発病から病状の進行が非常に急激かつ劇的で、発病後数十時間以内には筋肉周辺の壊死を起こしたり、血圧低下や多臓器不全からショック状態に陥り、発病後数十時間で死に至ることもあります。
また、皮膚が侵入経路となった場合には、皮膚や皮下脂肪は黒ずみ壊死が進行して緊急で処置をしなければなりません。

感染経路

・怪我や手術による傷などの皮膚の傷口から侵入する経路(接触感染)
・鼻や喉の内側の粘膜から侵入する経路(飛沫感染)

また、局所や全身の免疫力が低下した時にでることもわかっているので、
・最近手術をした方
・帯状疱疹や水ぼうそうのように皮膚に潰瘍を作るウイルス感染を直近でした方
・感染抵抗力の弱い方(糖尿病、悪性腫瘍、肝疾患、慢性腎障害、腎障害)
・アルコール依存症の方
・非ステロイド抗炎症薬(ロキソニンやイブプロフェンなど)を普段からよく使用している方

などの方は特に溶連菌感染に対して注意してみましょう。
ちなみに、非ステロイド抗炎症薬(痛み止め)の内服自体には問題はないのですが、内服することにより炎症兆候を弱めてしまい診断が遅れてしまうこと、マウスの研究で非ステロイド抗炎症薬の投与により筋肉内の溶連菌の数が増えることもわかっています。

予防策

1番の侵入経路は『傷口』です。傷口が全身の血流に1番近いのです。
特に以下の点で注意してください。

ーーー傷口についてーーー
・傷口は石鹸と流水で清潔に保つ
・傷口には包帯や絆創膏を使ってきちんと保護をする
・傷口を処置する時は手を洗ったり、アルコール消毒をする
・深い傷や傷口の感染症(腫れや赤みや熱を持っている)場合は医療機関を受診する

ーーーその他の症状ーーー
・強い喉の痛みは放置しない
→溶連菌は喉の痛みの原因菌でもあります。
主に高い高熱や強い喉の痛みを特徴とします。


感染対策

コロナウイルスが落ち着き、以前と比べ感染対策も疎かになっている面もあるかと思います。

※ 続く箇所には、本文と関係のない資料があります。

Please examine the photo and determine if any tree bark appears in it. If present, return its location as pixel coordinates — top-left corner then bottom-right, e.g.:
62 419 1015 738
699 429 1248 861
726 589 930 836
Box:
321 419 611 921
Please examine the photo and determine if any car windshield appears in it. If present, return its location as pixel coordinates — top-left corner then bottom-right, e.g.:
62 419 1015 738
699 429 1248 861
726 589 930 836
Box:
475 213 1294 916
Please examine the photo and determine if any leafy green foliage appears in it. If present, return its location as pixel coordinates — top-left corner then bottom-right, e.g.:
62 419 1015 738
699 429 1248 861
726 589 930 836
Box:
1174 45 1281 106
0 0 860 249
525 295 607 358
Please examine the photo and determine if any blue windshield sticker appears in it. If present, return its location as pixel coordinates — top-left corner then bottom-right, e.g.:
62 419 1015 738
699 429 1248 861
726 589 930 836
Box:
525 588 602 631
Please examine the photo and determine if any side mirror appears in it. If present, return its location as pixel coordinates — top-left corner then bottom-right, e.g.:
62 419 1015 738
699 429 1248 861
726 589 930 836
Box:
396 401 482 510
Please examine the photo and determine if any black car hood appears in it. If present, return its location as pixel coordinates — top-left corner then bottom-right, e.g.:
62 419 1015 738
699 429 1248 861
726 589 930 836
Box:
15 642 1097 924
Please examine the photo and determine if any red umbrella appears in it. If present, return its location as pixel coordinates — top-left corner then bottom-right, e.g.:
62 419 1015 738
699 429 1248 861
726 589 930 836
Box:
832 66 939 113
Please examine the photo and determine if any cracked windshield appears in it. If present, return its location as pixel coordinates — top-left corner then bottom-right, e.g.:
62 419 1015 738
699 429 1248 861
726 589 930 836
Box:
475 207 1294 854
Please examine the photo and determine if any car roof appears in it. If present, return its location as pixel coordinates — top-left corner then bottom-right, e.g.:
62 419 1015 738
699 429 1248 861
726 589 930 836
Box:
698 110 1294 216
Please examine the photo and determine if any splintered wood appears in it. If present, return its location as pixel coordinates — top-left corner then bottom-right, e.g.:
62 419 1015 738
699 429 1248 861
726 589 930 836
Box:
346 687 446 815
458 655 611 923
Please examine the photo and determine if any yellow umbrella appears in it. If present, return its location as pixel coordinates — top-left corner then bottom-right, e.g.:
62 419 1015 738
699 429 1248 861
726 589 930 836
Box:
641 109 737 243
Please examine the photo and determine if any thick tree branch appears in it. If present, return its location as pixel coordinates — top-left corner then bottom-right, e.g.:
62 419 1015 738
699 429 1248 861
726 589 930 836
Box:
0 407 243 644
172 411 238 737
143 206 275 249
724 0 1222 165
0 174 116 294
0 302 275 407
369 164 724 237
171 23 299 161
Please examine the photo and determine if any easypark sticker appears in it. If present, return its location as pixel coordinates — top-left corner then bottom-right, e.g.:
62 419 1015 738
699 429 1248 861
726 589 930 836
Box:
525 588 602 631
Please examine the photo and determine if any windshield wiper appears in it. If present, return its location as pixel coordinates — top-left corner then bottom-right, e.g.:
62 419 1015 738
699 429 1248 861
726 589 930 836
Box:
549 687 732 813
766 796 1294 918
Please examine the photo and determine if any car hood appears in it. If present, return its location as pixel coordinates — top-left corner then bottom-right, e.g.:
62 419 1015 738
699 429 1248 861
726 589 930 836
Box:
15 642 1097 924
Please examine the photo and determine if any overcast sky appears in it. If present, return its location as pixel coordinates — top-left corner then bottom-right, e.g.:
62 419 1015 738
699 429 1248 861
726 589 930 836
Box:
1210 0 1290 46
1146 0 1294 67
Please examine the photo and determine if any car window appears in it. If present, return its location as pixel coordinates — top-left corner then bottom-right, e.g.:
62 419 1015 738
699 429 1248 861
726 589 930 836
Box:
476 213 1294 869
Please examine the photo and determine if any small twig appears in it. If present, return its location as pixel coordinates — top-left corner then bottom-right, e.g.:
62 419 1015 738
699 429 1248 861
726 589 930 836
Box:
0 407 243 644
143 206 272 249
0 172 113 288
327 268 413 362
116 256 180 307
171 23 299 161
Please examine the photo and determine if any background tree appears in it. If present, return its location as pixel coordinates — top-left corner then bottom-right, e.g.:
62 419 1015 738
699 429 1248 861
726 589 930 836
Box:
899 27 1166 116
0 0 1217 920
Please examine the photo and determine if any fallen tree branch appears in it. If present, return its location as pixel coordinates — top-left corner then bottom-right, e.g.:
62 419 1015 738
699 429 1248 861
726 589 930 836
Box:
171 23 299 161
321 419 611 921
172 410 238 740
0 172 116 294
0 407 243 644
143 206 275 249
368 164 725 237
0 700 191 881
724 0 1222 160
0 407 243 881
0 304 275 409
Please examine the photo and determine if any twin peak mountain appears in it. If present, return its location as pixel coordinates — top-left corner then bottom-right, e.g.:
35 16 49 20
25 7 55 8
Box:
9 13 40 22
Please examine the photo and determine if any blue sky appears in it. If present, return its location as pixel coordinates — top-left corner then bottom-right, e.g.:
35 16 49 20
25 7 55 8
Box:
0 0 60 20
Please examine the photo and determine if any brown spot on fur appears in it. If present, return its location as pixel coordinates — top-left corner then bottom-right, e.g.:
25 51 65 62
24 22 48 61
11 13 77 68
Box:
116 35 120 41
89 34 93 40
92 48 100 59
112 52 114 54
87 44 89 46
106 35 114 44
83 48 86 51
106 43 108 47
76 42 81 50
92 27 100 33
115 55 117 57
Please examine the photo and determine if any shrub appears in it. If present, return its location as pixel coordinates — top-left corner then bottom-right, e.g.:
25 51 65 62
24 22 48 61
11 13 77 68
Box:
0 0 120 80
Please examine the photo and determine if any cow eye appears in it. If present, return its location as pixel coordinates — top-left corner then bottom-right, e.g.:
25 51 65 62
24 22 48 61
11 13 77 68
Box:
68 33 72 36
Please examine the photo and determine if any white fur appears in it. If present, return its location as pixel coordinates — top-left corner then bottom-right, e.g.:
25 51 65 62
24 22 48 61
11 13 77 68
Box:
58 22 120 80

今一度確認してみましょう。溶連菌も主な感染経路は「飛沫感染」「接触感染」
です。そのため、普段の感染対策は十分に効果があるのです。

・手洗い、うがい
・風邪症状がある時はマスクをする
・こまめに傷口を確認する

過度に行う必要はありませんが、できる範囲で行いましょう。

最後に

以上となります。また新たにわかることがあったら更新していきますね。
みんなで予防&早期発見していきましょう。